Ezard's always had an affinity with pork, and the nam prik ong at Gingerboy, a Thai stir-fry of minced pork, holds its own: a layered hit of dried chilli, galangal, garlic and myriad other ingredients that produce a dark, aromatic dish cooked with tomatoes and garnished with toasted white sesame seeds. The dish is served on lettuce and herbs.
And for those who venture into Gingerboy early with young children - the informality of the place encourages the notion - crunchy fried salt-and-pepper chicken spare ribs, served with a pot of green chilli soy sauce, are outrageously moreish, a sophisticated mini KFC with a Sichuan pepper hit you shouldn't miss with a cold Thai beer.
I expect the menu will change frequently, but what you'll always get is Ezard's unerring sense of what sort of Asian dishes work well in this kind of modern environment. Anyone who has been through his second book, Lotus: Asian Flavours (Hardie Grant), which is based on his experiences in Hong Kong, China and Thailand, will know what sort of things might rotate on the Gingerboy carte.
Move up to 'larger courses' and the same cautious approach to flavour applies. The emphasis is on subtlety and balance.

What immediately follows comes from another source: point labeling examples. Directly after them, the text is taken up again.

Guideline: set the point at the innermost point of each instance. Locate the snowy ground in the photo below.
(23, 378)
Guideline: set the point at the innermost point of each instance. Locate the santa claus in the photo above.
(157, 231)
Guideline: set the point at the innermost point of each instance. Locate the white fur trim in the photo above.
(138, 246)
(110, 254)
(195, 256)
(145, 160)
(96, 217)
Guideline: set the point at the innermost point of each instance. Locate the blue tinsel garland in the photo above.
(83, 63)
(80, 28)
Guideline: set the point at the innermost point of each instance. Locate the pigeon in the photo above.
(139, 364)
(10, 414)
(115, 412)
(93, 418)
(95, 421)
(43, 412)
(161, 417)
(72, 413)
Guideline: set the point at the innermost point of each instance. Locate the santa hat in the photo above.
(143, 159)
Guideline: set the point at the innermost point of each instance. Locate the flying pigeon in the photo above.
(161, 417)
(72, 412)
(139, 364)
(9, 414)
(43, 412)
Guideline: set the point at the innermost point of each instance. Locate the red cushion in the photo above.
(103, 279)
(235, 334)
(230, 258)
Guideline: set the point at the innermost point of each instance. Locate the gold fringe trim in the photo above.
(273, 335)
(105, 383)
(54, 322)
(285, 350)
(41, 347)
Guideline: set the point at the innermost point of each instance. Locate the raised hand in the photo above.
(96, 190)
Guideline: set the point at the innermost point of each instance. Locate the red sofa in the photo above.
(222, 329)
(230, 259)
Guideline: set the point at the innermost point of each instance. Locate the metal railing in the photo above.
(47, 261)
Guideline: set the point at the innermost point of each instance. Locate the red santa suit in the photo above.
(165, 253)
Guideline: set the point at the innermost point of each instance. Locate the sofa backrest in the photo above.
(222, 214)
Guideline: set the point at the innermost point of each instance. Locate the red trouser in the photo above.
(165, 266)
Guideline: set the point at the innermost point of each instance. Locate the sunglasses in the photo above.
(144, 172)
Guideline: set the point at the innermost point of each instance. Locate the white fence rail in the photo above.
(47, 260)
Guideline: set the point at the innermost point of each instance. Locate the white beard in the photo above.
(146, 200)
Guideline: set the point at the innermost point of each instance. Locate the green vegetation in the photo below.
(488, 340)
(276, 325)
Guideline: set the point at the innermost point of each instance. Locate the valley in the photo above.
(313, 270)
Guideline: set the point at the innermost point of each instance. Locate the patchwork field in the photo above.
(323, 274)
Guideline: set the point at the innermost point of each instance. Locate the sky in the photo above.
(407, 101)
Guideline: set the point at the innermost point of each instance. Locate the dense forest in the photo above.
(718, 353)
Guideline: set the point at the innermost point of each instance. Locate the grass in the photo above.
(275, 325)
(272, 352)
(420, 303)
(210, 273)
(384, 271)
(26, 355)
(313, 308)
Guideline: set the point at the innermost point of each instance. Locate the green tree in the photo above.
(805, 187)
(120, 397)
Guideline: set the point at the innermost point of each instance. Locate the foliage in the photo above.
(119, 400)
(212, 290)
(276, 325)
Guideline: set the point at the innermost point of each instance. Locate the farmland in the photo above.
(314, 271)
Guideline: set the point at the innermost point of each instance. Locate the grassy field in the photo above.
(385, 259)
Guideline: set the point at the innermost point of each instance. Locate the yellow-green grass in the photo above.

A mussaman curry of duck legs is fragrant with cinnamon, coriander and dried chilli: the brown gravy is thickened with some starch from kipfler potatoes and whole shallots, the legs of duck garnished with fresh mint.
The whole fried snapper sits erect on the plate, draped with a dressing of roasted chilli and lime, accessorised at the end with warm coconut cream. The finishing touch is a little salad of onion and young coconut flesh with herbs including kaffir lime. It's one of those dishes that needs to be consumed the moment it arrives.
Elsewhere is a steamed sea bass dish that speaks with a Japanese accent - the dressing is based on mirin, ginger and soy - and another excellent pork offering: steamed and then coconut-grilled Kurobuta pork belly with a chilli/lime/peanut dressing and a topping of green mango salad. Very Thai in its inspiration.
And yes, the stir-fried stingray - a fish Ezard has been cooking at his premium restaurant for the past two years - may offer Irwin fans some kind of perverse revenge, but it marries very well with the spices and herbs of a green curry paste and a softening finishing drizzle of coconut cream.
I'm less convinced about the overall success of the desserts, modern creations with Asian twists. And at $14.50, they're not cheap for what they are. A disc of firm coconut rice pudding, for example, is given a caramelised palm sugar finish and topped with pieces of mango rolled in a chilli sugar. I can take it or leave it. A dessert platter of five small versions of à la carte choices had me upping the thumbs to a tapioca brûlée pudding with an orb of mint sorbet, but less certain about the Chinese doughnut filled with raspberry chilli jam or the green steamed pandan dumpling - looking a bit like a steamed pork bun at yum cha - with a palm sugar and mandarin-peel gula Melaka (Malacca sugar) sauce.
I suspect desserts will receive less patronage here than at a more Western restaurant anyhow. Gingerboy is less the long lingering dinner than it is a quick, social lunch or pre-theatre bottle of wine and shared dishes with friends. In other words, it fits the modern Australian city-based lifestyle very well.
And crikey, that can't be a bad thing, can it?